Concorso straordinario farmacie. Consiglio di Stato pone fine ai contenziosi: no a punteggio maggiorato per farmacisti rurali

Concorso straordinario farmacie. Consiglio di Stato pone fine ai contenziosi: no a punteggio maggiorato per farmacisti rurali

Concorso straordinario farmacie. Consiglio di Stato pone fine ai contenziosi: no a punteggio maggiorato per farmacisti rurali
La tesi dell'invalicabilità del punteggio massimo dei 35 punti e dell'impraticabilità della somma delle attribuzioni premiali tale da realizzare l'esubero del punteggio compensativo di 6,5 ha fatto strike! Il Consiglio di Stato ha detto la parola fine ad ogni contenzioso, riconoscendo tra l'altro quanto già previsto all'art. 16 della legge Lorenzin

In sanità non si è mai registrato un argomento così difficile da trattare come la definizione dei concorsi straordinari di assegnazione di farmacie vacanti e di nuova istituzione banditi e perfezionati a mente del D.L. 1/2012. Ciò è accaduto a causa delle incertezze venute fuori sulla valutazione dei punteggi da attribuire alle associazioni di farmacisti partecipanti, cui l'anzidetto provvedimento legislativo ha consentito la frequenza concorsuale, specie in relazione al possesso del requisito dell'attività svolta dai singoli professionisti nelle farmacie rurali.

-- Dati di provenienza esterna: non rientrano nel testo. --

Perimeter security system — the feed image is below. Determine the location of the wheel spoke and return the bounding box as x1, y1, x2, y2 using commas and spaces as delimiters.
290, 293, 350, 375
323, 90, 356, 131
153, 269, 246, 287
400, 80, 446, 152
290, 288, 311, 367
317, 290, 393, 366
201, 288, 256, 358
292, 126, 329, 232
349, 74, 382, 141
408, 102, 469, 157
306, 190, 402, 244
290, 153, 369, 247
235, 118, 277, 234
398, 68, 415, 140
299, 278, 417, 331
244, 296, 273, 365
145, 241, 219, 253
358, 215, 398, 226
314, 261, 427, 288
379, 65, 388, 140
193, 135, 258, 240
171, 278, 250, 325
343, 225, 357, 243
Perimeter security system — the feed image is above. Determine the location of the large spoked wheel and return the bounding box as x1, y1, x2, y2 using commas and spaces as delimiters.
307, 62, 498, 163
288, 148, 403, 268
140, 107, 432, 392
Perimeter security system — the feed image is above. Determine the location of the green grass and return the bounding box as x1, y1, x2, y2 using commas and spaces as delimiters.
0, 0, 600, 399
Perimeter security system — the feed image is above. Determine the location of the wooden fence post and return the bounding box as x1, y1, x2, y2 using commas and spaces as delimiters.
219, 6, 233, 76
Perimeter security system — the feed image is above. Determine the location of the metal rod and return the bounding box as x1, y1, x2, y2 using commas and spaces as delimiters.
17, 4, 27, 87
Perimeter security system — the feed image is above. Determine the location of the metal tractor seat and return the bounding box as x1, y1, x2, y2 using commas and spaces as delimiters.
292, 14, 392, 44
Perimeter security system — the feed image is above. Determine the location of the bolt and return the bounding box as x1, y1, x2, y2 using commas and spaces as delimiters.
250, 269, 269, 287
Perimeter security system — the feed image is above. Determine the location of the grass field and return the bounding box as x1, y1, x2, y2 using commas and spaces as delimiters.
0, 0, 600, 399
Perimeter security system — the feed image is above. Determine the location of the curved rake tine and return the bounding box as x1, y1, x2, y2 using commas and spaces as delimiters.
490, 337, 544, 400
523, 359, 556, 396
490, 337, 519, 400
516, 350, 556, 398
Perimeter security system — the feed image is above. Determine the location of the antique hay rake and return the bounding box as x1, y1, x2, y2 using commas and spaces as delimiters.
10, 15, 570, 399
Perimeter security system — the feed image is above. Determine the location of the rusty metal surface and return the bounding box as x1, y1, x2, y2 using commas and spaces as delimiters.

Al riguardo, la confusione è stata enorme, tant'è che a sei anni dall'introduzione del nouveau regime, riferito all'attribuzione di punteggio dei concorrenti singoli, a mente del combinato disposto di cui alla legge 362/1991 e al DPCM 298/1994, messa in relazione con quella da riconoscere in capo ai concorrenti associati, ci sono tantissime farmacie ancora da assegnare e da aprire, a discapito di chi ne avesse titolo e della collettività privata del relativo servizio.
 
Non solo. Ce ne sono state tantissime già aperte con la preoccupazione delle società speziali, costituite a tal fine e riconosciute titolari delle medesime (fatta incomprensibilmente eccezione per l'Emilia-Romagna e la Calabria che la copia pedissequamente), di perdere ogni investimento effettuato. Sino a ieri le interpretazioni giurisprudenziali si dividevano in due tronconi argomentativi. 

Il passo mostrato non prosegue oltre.